Wednesday, October 26, 2005

Can Bush survive in a post-Rove world?

Not likely.

By Mike Whitney - http://www.dissidentvoice.org/Oct05/Whitney1025.htm

The Bush persona is mainly the invention of its author, Karl Rove: a careful stitching together of religious and western imagery, of pious moralizing and cowboy “straight-talk”. Originally, Bush was nothing more than a formless glob of clay that ϋber-advisor Rove tenderly sculpted and brought to life. In many ways Bush is nothing more than the political vehicle for the aspirations, ambitions, and objectives of his constituents. He wasn’t chosen as a presidential nominee for his abilities, but for his for his willingness to follow orders and carry out the corporate agenda without question. His utter lack of curiosity about anything beyond the range of his immediate experience has proved to be a real godsend in his new assignment. In fact, Bush may be the perfect candidate: a self-absorbed malingerer who flawlessly reflects the identity of the person whispering through his hidden earpiece.

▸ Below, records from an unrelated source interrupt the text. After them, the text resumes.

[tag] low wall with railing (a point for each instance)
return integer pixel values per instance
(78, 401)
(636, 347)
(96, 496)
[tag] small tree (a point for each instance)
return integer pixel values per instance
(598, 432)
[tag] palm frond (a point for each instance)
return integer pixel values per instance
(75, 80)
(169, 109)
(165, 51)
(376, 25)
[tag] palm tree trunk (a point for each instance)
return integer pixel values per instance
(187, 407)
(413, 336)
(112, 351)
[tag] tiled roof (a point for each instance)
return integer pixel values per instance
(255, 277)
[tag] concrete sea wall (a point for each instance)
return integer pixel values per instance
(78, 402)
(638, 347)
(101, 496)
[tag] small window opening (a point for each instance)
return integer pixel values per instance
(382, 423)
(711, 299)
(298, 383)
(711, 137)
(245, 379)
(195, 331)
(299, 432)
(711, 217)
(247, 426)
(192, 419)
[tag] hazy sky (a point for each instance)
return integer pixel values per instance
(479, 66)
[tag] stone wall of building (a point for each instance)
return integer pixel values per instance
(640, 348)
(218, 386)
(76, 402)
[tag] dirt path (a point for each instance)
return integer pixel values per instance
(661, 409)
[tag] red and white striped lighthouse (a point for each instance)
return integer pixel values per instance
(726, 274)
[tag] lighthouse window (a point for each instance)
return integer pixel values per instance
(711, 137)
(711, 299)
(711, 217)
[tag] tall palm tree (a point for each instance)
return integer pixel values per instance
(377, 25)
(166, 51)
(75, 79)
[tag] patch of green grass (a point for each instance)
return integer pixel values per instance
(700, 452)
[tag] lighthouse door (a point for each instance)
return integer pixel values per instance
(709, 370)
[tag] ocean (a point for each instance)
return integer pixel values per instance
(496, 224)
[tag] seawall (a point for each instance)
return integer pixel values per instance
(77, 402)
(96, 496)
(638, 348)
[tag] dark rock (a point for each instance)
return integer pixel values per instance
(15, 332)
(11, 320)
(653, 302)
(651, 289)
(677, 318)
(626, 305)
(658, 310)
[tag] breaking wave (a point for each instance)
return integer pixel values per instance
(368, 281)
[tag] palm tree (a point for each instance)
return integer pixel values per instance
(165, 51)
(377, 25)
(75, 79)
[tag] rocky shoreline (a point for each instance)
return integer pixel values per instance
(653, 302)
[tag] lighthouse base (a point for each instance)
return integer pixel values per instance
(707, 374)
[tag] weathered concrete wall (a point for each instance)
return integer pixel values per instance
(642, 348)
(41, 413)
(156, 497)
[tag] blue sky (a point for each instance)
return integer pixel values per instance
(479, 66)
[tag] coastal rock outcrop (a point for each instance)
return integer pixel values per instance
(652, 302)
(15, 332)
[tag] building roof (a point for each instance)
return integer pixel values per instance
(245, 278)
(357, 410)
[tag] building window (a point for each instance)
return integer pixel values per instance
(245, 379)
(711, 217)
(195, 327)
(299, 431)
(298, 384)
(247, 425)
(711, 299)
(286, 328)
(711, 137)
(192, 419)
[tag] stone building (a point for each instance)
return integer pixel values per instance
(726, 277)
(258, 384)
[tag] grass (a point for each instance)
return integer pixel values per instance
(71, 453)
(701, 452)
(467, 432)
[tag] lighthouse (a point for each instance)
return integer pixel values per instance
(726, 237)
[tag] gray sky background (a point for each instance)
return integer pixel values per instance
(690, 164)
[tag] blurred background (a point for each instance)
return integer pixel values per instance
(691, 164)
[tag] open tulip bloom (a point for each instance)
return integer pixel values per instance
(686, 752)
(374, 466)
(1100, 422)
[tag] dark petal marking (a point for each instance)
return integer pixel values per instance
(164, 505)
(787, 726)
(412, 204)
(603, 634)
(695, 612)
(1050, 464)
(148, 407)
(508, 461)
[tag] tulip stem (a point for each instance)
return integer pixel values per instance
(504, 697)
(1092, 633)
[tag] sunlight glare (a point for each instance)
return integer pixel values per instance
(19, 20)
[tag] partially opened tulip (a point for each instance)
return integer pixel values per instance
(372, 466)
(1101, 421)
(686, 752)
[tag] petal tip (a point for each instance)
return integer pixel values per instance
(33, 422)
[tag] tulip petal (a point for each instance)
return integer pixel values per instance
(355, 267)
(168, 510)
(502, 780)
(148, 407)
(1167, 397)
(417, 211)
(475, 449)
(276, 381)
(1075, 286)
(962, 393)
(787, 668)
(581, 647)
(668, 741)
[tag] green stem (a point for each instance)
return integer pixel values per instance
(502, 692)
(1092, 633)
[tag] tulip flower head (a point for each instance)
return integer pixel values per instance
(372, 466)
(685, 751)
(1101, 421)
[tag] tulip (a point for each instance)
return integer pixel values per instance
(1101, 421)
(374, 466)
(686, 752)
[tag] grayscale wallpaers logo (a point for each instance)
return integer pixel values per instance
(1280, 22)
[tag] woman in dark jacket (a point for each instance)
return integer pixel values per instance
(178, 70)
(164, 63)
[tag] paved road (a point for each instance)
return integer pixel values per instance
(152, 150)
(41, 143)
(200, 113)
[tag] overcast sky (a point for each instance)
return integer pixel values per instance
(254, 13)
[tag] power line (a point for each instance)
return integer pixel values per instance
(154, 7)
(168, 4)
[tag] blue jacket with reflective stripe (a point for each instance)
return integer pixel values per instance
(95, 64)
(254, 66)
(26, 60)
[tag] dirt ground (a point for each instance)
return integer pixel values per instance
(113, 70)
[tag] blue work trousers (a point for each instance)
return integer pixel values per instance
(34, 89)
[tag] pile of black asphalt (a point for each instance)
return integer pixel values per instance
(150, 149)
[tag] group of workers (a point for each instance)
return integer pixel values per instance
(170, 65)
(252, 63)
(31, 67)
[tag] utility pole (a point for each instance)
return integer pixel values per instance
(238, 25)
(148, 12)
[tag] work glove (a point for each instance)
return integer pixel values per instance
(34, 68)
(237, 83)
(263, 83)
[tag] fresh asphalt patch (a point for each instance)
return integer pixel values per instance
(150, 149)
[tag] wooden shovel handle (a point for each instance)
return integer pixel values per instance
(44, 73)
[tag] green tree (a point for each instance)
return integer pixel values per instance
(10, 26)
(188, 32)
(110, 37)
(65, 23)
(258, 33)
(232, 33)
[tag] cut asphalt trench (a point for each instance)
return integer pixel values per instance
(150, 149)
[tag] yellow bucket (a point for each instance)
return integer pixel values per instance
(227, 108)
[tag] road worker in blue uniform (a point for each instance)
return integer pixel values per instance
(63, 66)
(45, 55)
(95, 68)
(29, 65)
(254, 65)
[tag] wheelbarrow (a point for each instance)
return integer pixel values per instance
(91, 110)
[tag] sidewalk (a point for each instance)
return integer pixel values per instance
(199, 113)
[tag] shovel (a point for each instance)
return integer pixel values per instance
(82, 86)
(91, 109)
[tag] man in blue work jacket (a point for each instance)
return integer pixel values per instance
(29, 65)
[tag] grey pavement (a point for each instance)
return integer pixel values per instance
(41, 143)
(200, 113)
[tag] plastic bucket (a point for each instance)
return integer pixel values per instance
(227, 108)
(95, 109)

Rove is the stardust that animates the vacuous executive, the transformer that pumps a steady stream of electricity into the severed presidential cortex. He’s not so much a puppet master as he is an alter ego; a Texas Cyrano creating the illusion of sincerity, warmth and moral conviction where none exist. Simply put, he’s a magician, turning a lumpen mass of protoplasm into a fully operable world leader with moveable parts. Without the wily professor Rove behind the curtain, the Bush façade would quickly dissipate and vaporize into thin air.
The system simply doesn’t work without Rove. It goes beyond the symbiotic relationship between the two; it’s the marriage of mind and muscle. Bush likes to play dress-up, and Rove, who has a keen grasp of American folklore, is forever extracting new, iconic identities from his bag-o-tricks. One day Bush appears as a “Mission Accomplished” action figure in a shiny jumpsuit on the flight deck of the USS Abraham Lincoln, then he’s hammering man with rolled up sleeves and a contractor’s nail belt, and finally, its basic flannel for the requisite Ronald Reagan chainsaw photo-op. Whatever the occasion, our Betsy McCall president is always at the ready to slip on a costume, coif up the hairpiece, and take center stage. Rove’s job is to ensure that Bush looks presidential whether waltzing with a plastic turkey in Baghdad or gadding about in a Navy flight-jacket surrounded by Marines.

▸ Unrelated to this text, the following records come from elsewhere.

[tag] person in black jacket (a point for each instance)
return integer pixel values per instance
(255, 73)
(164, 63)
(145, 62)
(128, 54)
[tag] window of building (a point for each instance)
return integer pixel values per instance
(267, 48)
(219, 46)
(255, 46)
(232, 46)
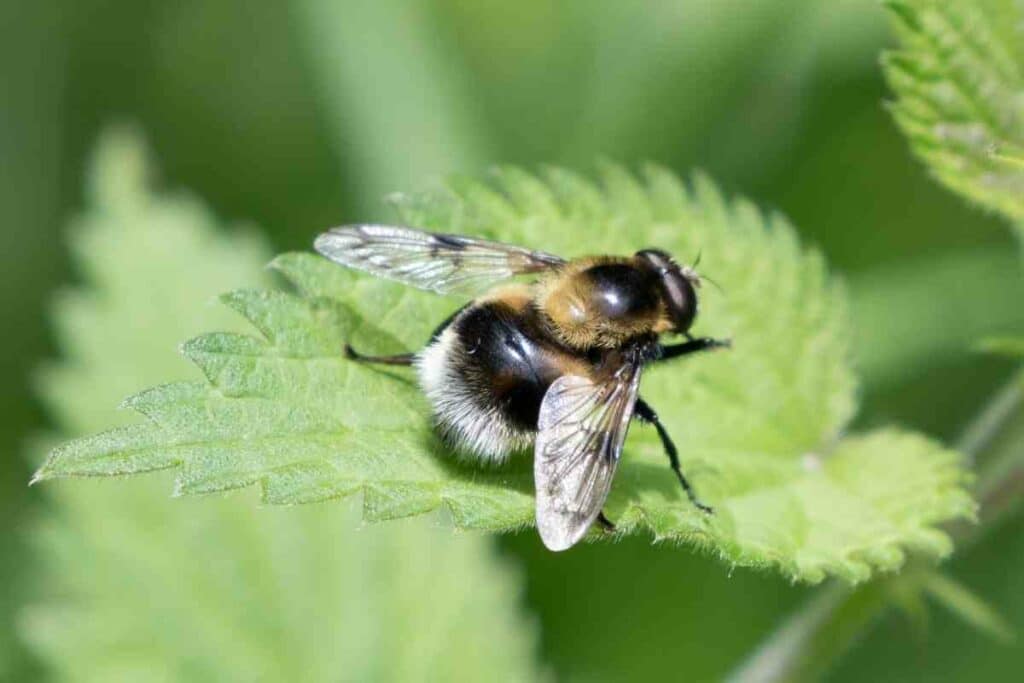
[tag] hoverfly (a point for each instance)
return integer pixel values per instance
(555, 363)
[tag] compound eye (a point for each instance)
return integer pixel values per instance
(621, 291)
(681, 300)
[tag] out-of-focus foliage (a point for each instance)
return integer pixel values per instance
(219, 590)
(759, 426)
(958, 76)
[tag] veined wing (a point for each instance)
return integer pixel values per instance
(581, 431)
(442, 263)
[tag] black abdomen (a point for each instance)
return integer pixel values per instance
(509, 360)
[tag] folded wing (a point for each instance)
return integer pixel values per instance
(442, 263)
(581, 431)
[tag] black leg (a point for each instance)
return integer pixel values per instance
(692, 346)
(398, 359)
(605, 523)
(646, 414)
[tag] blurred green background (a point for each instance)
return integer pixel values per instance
(299, 116)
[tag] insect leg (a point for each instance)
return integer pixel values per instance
(645, 413)
(397, 359)
(692, 346)
(400, 358)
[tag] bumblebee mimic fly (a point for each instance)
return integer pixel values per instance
(554, 364)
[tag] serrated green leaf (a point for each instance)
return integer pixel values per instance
(958, 77)
(760, 427)
(138, 587)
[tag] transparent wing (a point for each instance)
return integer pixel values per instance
(581, 432)
(442, 263)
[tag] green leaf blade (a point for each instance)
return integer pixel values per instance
(760, 427)
(958, 77)
(221, 588)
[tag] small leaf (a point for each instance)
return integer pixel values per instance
(137, 587)
(958, 77)
(760, 427)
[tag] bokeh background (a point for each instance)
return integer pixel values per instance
(303, 115)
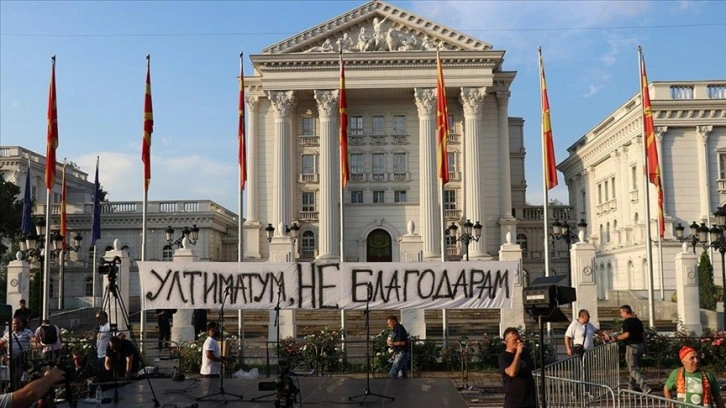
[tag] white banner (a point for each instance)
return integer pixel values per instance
(257, 285)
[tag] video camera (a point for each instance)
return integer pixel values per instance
(109, 268)
(284, 386)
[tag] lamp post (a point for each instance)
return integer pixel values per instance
(471, 232)
(561, 231)
(192, 234)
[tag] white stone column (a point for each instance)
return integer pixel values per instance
(252, 225)
(513, 317)
(283, 103)
(429, 184)
(702, 133)
(582, 255)
(18, 283)
(472, 100)
(329, 211)
(182, 329)
(689, 313)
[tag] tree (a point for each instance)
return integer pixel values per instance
(706, 287)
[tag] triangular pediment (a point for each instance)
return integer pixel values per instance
(377, 27)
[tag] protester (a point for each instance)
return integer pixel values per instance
(633, 335)
(398, 341)
(199, 321)
(20, 345)
(23, 313)
(580, 335)
(48, 336)
(516, 366)
(32, 391)
(212, 358)
(692, 385)
(122, 357)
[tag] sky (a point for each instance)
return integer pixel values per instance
(589, 48)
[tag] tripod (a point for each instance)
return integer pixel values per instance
(220, 325)
(367, 391)
(111, 295)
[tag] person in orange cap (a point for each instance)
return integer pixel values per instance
(692, 385)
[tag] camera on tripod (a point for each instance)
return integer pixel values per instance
(109, 268)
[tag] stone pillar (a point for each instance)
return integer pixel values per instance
(329, 220)
(410, 246)
(252, 225)
(429, 185)
(689, 313)
(472, 100)
(283, 103)
(582, 255)
(702, 133)
(182, 330)
(115, 313)
(513, 317)
(18, 283)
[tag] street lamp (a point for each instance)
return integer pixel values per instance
(471, 232)
(293, 231)
(561, 231)
(191, 233)
(699, 234)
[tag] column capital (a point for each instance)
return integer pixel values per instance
(252, 102)
(283, 102)
(327, 102)
(503, 98)
(703, 132)
(472, 99)
(425, 100)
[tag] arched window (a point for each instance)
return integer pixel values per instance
(307, 244)
(89, 286)
(167, 253)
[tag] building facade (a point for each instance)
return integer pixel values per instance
(605, 179)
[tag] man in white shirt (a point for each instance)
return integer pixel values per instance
(212, 358)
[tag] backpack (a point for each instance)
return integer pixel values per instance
(48, 334)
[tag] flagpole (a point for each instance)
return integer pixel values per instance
(646, 184)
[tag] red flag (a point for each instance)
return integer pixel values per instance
(442, 124)
(651, 149)
(343, 110)
(52, 137)
(148, 127)
(550, 169)
(64, 218)
(242, 154)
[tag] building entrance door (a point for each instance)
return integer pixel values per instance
(379, 247)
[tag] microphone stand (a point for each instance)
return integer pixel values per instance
(367, 391)
(277, 327)
(220, 324)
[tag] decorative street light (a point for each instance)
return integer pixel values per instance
(471, 232)
(293, 231)
(698, 234)
(561, 231)
(191, 233)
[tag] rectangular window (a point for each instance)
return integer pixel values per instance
(449, 199)
(399, 125)
(308, 201)
(308, 126)
(308, 164)
(356, 197)
(355, 126)
(379, 125)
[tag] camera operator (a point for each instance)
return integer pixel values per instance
(32, 391)
(122, 357)
(212, 358)
(21, 343)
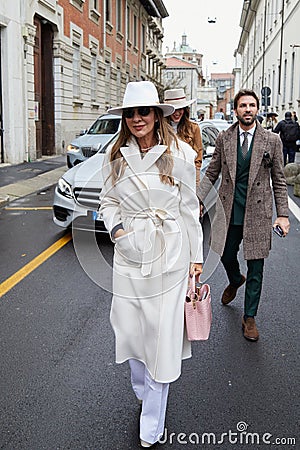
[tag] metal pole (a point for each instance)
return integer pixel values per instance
(281, 47)
(264, 50)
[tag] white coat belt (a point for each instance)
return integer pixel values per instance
(155, 219)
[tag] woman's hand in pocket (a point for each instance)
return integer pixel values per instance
(119, 233)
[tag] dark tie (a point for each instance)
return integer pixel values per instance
(245, 145)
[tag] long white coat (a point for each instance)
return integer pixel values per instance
(151, 262)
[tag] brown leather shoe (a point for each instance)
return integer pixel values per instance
(250, 330)
(230, 292)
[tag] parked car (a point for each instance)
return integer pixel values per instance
(76, 197)
(93, 139)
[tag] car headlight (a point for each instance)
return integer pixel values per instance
(64, 188)
(74, 148)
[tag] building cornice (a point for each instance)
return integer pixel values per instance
(155, 8)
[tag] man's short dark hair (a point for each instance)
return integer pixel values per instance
(242, 93)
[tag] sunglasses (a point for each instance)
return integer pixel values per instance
(143, 111)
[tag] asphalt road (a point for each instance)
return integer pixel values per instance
(60, 387)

The greatest tribute to Rove is the fact that 38% of the American people still believe that Bush is running the country. This is a remarkable feat, especially since the public relations smokescreen that traditionally shelters Bush from criticism has gotten increasingly threadbare.
In the last few weeks a number of articles have pointed out that Bush is totally outside of the policy making loop in his own administration. Apparently, the Pentagon’s Office of Special Plans (OSP) and Cheney’s White House Iraq Group (WHIG) made all of the major decisions related to the upcoming war in Iraq. Bush was either too busy developing a softer look for his scripted video conferences or frolicking in the Crawford outback on his customized mountain bike. Whatever he was doing, his circumscribed role as performer-in-chief has never really been in doubt. He was enlisted to put a smiley-face on vile policies of torture, repression and war, and he has done just that.

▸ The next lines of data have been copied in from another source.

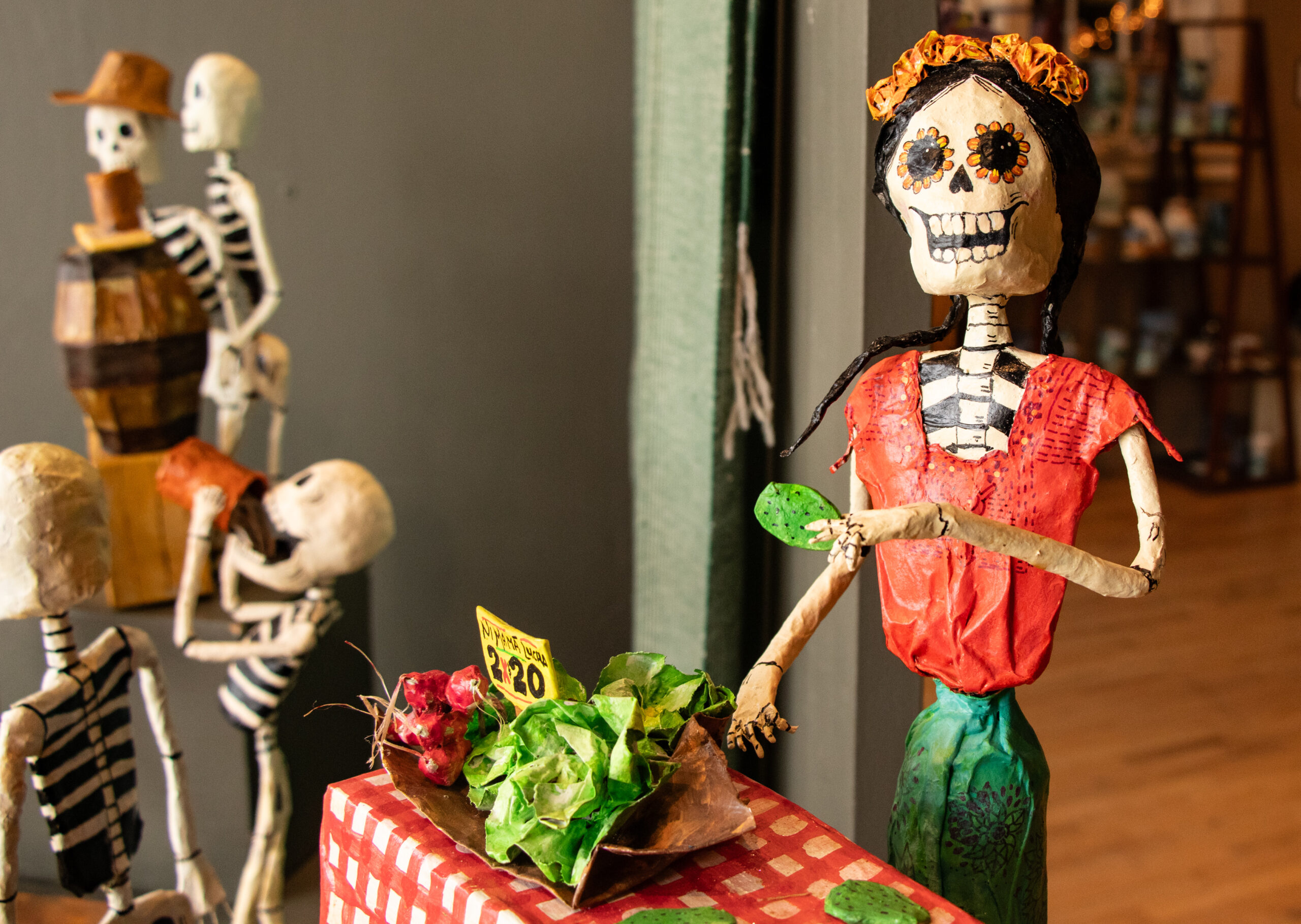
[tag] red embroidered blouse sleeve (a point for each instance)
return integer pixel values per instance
(1123, 407)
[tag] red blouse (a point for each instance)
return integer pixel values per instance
(977, 620)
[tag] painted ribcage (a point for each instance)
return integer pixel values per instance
(968, 399)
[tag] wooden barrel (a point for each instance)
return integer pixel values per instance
(133, 334)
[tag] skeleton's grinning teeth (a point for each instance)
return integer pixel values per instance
(962, 237)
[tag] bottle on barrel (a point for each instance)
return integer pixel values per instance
(133, 336)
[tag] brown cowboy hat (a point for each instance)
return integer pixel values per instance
(127, 80)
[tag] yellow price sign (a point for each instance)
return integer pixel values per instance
(521, 666)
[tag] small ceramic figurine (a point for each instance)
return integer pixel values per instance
(76, 734)
(972, 466)
(331, 519)
(219, 111)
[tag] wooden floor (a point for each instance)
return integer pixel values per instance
(1172, 724)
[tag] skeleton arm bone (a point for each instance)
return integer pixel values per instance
(21, 737)
(1142, 489)
(244, 199)
(194, 874)
(756, 711)
(294, 639)
(932, 522)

But, now, the system is teetering from the threat of indictments. If Rove goes down, the cracks and fissures in the White House parapets will appear fairly quickly. Bush depends on his podgy confidante more than people realize. He’s the anchor that keeps the petulant president from drifting off into a post-alcoholic miasma. Without Rove, the country faces the prospect of an embattled executive left to his own devices, his jittery hands inching ever closer to the Big Red Switch.
Not a pretty picture.
The Bush administration really isn’t built on its high-minded ideology as many seem to believe. That stuff is pure mumbo jumbo. The regime rests entirely on the strengths and talents of a few key people, without whom the whole mechanism would grind to an abrupt standstill. Rove, Rumsfeld and Cheney are the indispensable cogs in the imperial jalopy. If any one of them is carted off to prison, the entire operation will unravel like a ball of yarn.